I clearly remember a night, years ago, when a tall, gangly, French expatriate approached me after his meal in the restaurant where I was employed as an assistant sommelier. In a snide tone, he conveyed his annoyance with the bottle he had just consumed, insisting that he and his girlfriend had enjoyed the very same bottle just days before in a café in Paris and it had been sublime. He was insistent that the bottle was identical and went on to explain that we as Americans needed to stop doing whatever we were doing to the wines we imported from abroad.
What the Frenchman observed at the Parisian café was a bottle of wine with a label – what he failed to take into account were his feelings for the café, for his girlfriend, the flatware, the china, the squeaking murmur of the traffic or the smell of the wet streets; though looking back, it was all of these factors, and likely hundreds more that contributed to his perspective of the wine.
Although it may be impossible to recreate a guests’ previous taste experience, over time I’ve learned the value in gathering as much information as possible about each guest prior to beginning the process of navigating the list and selecting a wine. As stewards, sommeliers, and servers, we should take full advantage of all the elements we control between the walls of our own restaurants. For example, we should consider the weather, the guest, their disposition, their clothing, even their hairstyles and ask some social questions before beginning to discuss the preferences of origin and or varietal.
Ultimately, all the sommelier really needs to be is the navigator. Our job is to insure that each component of our interaction with a guest is geared toward illuminating the path to sensory enjoyment and contentment.

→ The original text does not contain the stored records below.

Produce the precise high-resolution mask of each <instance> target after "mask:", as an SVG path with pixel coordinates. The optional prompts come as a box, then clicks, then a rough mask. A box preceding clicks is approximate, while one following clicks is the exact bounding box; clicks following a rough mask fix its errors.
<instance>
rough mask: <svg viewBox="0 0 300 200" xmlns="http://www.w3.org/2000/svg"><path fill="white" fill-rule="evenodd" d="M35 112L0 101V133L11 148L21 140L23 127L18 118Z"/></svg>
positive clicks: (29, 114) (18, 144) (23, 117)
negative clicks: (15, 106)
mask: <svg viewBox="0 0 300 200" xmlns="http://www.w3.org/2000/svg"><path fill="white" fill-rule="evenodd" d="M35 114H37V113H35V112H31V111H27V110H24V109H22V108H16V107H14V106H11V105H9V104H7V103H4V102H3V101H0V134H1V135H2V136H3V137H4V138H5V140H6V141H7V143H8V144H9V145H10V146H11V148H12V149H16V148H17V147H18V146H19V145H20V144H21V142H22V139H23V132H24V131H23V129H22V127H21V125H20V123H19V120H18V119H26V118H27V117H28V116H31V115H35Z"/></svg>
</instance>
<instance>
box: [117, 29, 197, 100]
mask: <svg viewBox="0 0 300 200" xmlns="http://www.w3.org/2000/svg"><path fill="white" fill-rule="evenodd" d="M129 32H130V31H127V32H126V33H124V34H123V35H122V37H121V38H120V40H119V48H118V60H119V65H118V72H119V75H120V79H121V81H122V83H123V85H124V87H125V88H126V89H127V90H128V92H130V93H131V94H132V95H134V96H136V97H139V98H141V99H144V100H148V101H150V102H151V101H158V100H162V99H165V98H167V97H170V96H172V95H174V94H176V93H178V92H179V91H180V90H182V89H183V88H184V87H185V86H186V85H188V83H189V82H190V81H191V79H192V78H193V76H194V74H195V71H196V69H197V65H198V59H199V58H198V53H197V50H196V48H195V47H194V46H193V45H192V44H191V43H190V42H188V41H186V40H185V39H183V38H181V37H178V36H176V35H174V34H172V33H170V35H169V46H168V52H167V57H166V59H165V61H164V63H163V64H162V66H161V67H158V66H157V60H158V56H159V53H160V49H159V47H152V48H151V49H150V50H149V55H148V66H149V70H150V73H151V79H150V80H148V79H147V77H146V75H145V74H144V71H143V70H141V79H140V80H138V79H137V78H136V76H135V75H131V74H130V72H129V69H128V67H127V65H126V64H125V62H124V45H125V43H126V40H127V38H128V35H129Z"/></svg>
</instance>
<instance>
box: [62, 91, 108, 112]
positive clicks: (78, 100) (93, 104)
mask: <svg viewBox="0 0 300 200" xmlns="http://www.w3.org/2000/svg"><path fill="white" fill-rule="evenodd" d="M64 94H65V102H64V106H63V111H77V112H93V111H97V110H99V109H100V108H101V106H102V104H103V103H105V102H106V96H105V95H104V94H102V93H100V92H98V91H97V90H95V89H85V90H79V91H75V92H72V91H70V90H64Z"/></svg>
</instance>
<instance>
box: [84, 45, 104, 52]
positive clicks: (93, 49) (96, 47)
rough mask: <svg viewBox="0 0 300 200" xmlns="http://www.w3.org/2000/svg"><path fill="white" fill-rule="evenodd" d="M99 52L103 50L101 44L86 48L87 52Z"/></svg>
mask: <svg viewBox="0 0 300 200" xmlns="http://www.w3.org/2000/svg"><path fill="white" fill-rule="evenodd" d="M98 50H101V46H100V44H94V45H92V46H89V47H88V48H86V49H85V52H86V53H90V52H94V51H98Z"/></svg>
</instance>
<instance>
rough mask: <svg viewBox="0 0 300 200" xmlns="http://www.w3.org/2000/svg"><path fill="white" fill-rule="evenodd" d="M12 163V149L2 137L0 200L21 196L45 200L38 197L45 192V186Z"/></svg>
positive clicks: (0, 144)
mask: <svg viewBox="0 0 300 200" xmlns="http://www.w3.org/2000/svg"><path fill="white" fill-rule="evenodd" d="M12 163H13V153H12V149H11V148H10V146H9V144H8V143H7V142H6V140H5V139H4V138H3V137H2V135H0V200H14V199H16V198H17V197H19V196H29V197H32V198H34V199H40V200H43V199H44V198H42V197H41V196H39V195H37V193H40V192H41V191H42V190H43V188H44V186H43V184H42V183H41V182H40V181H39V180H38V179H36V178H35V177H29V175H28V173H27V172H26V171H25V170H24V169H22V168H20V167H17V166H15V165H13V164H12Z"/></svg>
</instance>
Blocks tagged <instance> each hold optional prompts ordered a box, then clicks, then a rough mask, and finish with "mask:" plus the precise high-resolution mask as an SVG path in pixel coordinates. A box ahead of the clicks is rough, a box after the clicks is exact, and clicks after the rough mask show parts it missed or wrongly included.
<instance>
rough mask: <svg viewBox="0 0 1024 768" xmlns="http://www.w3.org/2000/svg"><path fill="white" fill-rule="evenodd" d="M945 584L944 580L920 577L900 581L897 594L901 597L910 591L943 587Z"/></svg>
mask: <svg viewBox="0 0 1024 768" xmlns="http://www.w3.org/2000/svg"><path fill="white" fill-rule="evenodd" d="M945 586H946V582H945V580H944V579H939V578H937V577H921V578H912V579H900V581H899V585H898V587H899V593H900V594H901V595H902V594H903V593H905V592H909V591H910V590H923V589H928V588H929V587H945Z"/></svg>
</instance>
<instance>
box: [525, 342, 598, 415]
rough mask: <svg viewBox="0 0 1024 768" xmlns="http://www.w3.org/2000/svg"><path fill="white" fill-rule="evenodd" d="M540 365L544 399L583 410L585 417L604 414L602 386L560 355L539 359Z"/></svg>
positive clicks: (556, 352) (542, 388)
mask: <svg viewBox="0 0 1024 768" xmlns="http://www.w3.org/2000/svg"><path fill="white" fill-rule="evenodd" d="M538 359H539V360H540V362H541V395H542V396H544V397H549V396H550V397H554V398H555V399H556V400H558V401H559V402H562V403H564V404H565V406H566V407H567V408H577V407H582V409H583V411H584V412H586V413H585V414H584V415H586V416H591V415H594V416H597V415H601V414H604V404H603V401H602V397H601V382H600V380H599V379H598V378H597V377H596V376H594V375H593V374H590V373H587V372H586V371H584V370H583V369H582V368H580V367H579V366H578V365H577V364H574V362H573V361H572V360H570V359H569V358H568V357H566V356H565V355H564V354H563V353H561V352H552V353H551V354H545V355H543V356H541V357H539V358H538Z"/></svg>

Someone once wrote “wine is a means to achieve an inward transformation,” and as students of wine we know that since ancient times wine has been allotted a sacred introspective function. Wine harnesses memory, it tells stories and it aids in the creation of new ones. To me, the truth in wine, despite all that we over-think and deliberate during evaluation and academic exercise is more about opening ourselves and acknowledging where it is that we physically exist, who we are, and the bounty of life in our immediate environment. It encourages our recognition and appreciation of food, recognition and appreciation of the earth – in fact, of the world.